Elimination: Zolbetuximab clearance (CL) decreased over time, with a maximal reduction from baseline values of 57.6% resulting in a population mean steady-state clearance (CL_ss) of 0.0117 L/h. The half-life of zolbetuximab ranged from 7.6 to 15.2 days during treatment.
Special Populations: Elderly: Population pharmacokinetic analysis indicates that age [range: 22 to 83 years; 32.2% (230/714) were >65 years, 5.0% (36/714) were >75 years] did not have a clinically meaningful effect on the pharmacokinetics of zolbetuximab.
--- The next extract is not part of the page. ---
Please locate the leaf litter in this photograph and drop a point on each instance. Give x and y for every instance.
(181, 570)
Race and gender: Based on the population pharmacokinetic analysis, no clinically significant differences in the pharmacokinetics of zolbetuximab were identified based on gender [62.3% male, 37.7% female] or race [50.1% White, 42.2% Asian, 4.2% Missing, 2.7% Others, and 0.8% Black].
Renal impairment: Based on the population pharmacokinetic analysis using data from clinical studies in patients with gastric or GEJ adenocarcinomas, no clinically significant differences in the pharmacokinetics of zolbetuximab were identified in patients with mild (CrCL ≥60 to <90 mL/min; n=298) to moderate (CrCL ≥30 to <60 mL/min; n=109) renal impairment based on creatinine clearance (CrCL) estimated by the Cockcroft-Gault (C-G) formula. Zolbetuximab has only been evaluated in a limited number of patients with severe renal impairment (CrCL ≥15 to <30 mL/min; n=1). The effect of severe renal impairment on the pharmacokinetics of zolbetuximab is unknown.
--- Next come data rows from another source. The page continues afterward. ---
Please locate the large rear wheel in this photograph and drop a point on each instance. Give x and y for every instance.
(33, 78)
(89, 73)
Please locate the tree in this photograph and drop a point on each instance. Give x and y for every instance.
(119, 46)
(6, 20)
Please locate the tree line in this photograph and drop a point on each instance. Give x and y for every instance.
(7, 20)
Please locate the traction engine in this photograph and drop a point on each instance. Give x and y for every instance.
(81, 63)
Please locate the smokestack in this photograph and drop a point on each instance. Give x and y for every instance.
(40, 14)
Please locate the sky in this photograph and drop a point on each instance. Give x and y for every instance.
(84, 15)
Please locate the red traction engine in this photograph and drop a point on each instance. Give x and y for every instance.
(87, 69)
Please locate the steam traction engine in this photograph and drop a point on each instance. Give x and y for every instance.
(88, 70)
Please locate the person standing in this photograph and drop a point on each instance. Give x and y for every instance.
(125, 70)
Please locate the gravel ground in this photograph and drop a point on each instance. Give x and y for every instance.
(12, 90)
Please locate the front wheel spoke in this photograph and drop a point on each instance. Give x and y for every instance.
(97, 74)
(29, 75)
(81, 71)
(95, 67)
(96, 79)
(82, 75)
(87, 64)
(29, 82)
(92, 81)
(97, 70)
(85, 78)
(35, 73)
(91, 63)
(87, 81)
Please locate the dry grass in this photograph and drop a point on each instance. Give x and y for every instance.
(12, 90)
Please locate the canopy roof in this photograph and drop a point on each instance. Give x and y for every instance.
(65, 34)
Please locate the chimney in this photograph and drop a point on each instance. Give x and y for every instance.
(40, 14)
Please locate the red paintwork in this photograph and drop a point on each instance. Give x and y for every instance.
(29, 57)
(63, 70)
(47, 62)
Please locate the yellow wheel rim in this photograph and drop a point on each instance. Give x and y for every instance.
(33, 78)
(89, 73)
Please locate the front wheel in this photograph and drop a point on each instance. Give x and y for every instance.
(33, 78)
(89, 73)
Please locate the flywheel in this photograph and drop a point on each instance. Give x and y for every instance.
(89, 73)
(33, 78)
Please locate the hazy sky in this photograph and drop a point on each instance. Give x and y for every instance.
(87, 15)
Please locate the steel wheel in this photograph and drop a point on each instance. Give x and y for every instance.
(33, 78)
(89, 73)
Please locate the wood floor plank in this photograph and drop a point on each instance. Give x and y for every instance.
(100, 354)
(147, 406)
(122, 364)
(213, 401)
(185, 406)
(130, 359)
Hepatic impairment: Based on the population pharmacokinetic analysis using data from clinical studies in patients with gastric or GEJ adenocarcinomas, no clinically significant differences in the pharmacokinetics of zolbetuximab were identified in patients with mild hepatic impairment as measured by TB and AST (TB ≤ULN and AST >ULN, or TB > 1 to 1.5x ULN and any AST; n=108). Zolbetuximab has only been evaluated in a limited number of patients with moderate hepatic impairment (TB >1.5 to 3x ULN and any AST; n=4) and has not been evaluated in patients with severe hepatic impairment (TB >3 to 10x ULN and any AST). The effect of moderate or severe hepatic impairment on the pharmacokinetics of zolbetuximab is unknown.
Toxicology: Preclinical safety data: No studies in animals have been performed to evaluate carcinogenicity or mutagenicity.
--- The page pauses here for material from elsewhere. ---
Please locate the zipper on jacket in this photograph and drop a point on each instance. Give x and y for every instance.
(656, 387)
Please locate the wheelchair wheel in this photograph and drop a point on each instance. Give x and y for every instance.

No toxicity or other zolbetuximab-related adverse effects on the cardiovascular, respiratory or central nervous systems were observed in mice administered zolbetuximab for 13 weeks at systemic exposures up to 7.0-fold the human exposure at the recommended dose of 600 mg/m² (based on AUC) or in cynomolgus monkeys administered zolbetuximab for 4 weeks at systemic exposures up to 6.1-fold the human exposure at the recommended dose of 600 mg/m² (based on AUC).
In an embryo-fetal development toxicity study, where zolbetuximab was administered to pregnant mice during the period of organogenesis at systemic exposures up to approximately 6.2-fold the human exposure at the recommended dose of 600 mg/m² (based on AUC), zolbetuximab crossed the placental barrier. The resulting concentration of zolbetuximab in fetal serum at Day 18 of gestation was higher than that in the maternal serum at Day 16 of gestation. Zolbetuximab did not result in any external or visceral foetal abnormalities (malformations or variations).

VYLOY, in combination with fluoropyrimidine- and platinum-containing chemotherapy, is indicated for the first-line treatment of adult patients with locally advanced unresectable or metastatic human epidermal growth factor receptor 2 (HER2)-negative gastric or gastroesophageal junction (GEJ) adenocarcinoma whose tumours are Claudin (CLDN) 18.2 positive as determined by an FDA-approved test (see Dosage & Administration).

Treatment should be prescribed, initiated and supervised by a physician experienced in the use of anti-cancer therapies. Resources for the management of hypersensitivity reactions and/or anaphylactic reactions should be available.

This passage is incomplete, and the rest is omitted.